Of course, all this is happening within a political context, which Eboo Patel, an interfaith leader, explains in a chapter on “the American ummah” in his book “Out of Many Faiths: Religious Diversity and the American Promise.”In the wake of 9/11, and especially in the Trump era, Mr. Patel writes, worrying about Islamophobia has required the Muslim community to show that it really fits America. Hence, the center of gravity has shifted from “traditional Muslims,” whose authority derives from knowledge of religious sources, to a new group of media-savvy “social Muslims,” whose strength is interpreting the Muslim experience for the broader society. The interesting twist is that the progressive narrative of the “social Muslims” is having an impact on the whole American Muslim community. “Once you invoke diversity as a value,” Mr. Patel writes, it is hard to deny a place to “gay Muslims, Shia Muslims, non-hijabi female Muslims, less-observant-than-you Muslims.”
The conservatives are understandably worried that this may go too far. For example, Rashid Dar, a thoughtfully committed Muslim academic, fears the prospect of an irreversible transformation in his community. A life of “adhering to political liberalism in the public sphere but social conservatism at home or at the mosque very easily runs the risk of creating severe cognitive dissonance,” he told me. “I used to fear that this might lead to widespread ‘reform Islam’ movements. What I fear now is widespread nihilism and apathy toward faith.”
I think that while this concern is understandable, the opposite may also be true: Young generations may lose the faith if Islam remains too closed to rationality, individuality, tolerance and freedom.
For that reason, I find the American Muslim quandary fascinating — and promising. “Liberalism” as a framework for a free society is painfully lacking in large parts of the Muslim world today. If the Muslim community in the United States, what Mr. Patel called the “American ummah,” can embrace that by reinterpreting its traditions without losing itself, it could contribute to the broader ummah by offering new perspectives and a lived example.
Charles Taylor, one of the most prominent thinkers on religion today, reminds us of a historical precedent in an essay from 2011: In the 19th century, American Catholics were seen by the Protestant majority as “inassimilable to democratic mores, in ways very analogous to the suspicions that nag people over Islam today.” But, Mr. Taylor added, “American Catholicism evolved and, in the process, changed world Catholicism in significant ways.”
A similar transformation took place within American Judaism, as Steven R. Weisman shows in his recent book, “The Chosen Wars: How Judaism Became an American Religion.” Rabbinical authority waned, women became empowered, practices were modernized and Reform Judaism flourished.

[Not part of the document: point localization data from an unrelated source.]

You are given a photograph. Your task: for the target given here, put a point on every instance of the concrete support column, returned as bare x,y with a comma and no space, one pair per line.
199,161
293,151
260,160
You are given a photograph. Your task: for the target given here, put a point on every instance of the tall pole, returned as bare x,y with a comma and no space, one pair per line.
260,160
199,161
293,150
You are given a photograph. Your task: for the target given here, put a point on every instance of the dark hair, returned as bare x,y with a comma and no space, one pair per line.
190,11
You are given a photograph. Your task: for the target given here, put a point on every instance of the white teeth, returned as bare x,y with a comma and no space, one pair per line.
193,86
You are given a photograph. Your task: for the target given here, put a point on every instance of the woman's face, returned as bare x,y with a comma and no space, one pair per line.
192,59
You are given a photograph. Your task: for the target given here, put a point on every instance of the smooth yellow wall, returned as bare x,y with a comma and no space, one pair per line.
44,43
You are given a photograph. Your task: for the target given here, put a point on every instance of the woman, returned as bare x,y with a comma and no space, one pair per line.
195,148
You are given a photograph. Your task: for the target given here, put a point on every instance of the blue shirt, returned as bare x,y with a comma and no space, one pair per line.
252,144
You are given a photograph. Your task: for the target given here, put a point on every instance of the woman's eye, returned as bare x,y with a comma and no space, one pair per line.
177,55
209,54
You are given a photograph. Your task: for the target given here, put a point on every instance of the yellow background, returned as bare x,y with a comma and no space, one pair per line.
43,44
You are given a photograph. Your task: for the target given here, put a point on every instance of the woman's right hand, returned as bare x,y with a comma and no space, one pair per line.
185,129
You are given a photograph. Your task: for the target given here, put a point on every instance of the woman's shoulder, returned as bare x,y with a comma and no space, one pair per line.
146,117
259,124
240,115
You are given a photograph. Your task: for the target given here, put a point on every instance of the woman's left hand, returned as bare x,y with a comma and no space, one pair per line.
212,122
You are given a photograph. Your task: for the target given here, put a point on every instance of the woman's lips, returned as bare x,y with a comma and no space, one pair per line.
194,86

To say that change would never happen in Islam would be a view too unfair to this third big Abrahamic religion. It would also underestimate America’s great potential to attract, and also transform, people of all faiths and races under a simple but rare principle — equal justice under the law. Shouldn’t some of those who call themselves “American nationalists” know this better than they seem to know these days?